A section headed ‘On the Rocks’ comprises poems about the dark side of being human. ‘Elizabeth, Pregnant’ is in the voice of a woman whose husband has died fighting in the First World War. She speaks out of stoicism and grief. The last lines pun on Shakespeare’s line “Once more into the breach”: “…his farewell gift, my last little one, //slipped squirming into the breach.”

‘The Last Jew of Vinnista’, in this section, is perhaps my favourite poem in the collection: a short, stark, factual description of a photograph taken the moment before a fascist ‘execution’. This is the last stanza:

“there is a photograph

he is the subject
there is a pistol at his head
there is a man in uniform holding the pistol

and there is another man holding the camera.”

This is a substantial collection which is presented in four sections, each named after one of the poems in it.

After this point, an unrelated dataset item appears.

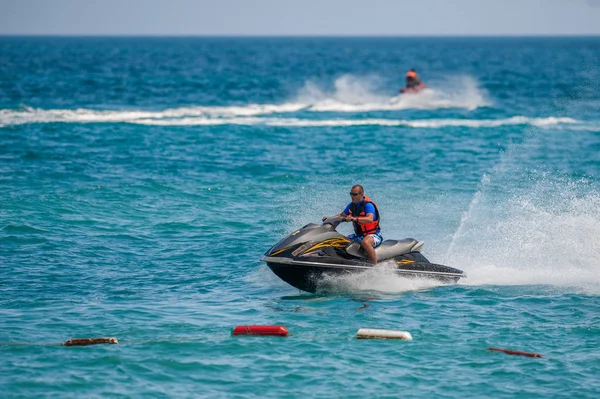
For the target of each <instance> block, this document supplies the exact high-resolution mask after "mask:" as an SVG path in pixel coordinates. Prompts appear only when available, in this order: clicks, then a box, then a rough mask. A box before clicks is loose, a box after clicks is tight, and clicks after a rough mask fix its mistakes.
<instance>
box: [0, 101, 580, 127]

If the book has a flaw, this, in my opinion, is its only weakness. The sections interrupted the flow of the poems for me. I found myself trying to work out why some of the titles had been included in the section where they were placed and not in another. The collection would be equally coherent if the section breaks didn’t call a temporary halt to the reader every nineteen pages or so. It coheres because Barry Smith’s mind and voice echo clearly on every page, whether he’s narrating an anecdote, ruminating on a historical or existential parallel, celebrating a moment of sensual visual pleasure or recording horror at man’s inhumanity. His language can be vividly painterly, musical, or colloquial. He has a great deal to say, and he has written a book that will speak to a great many readers.

Janice Dempsey is a publisher at Dempsey and Windle.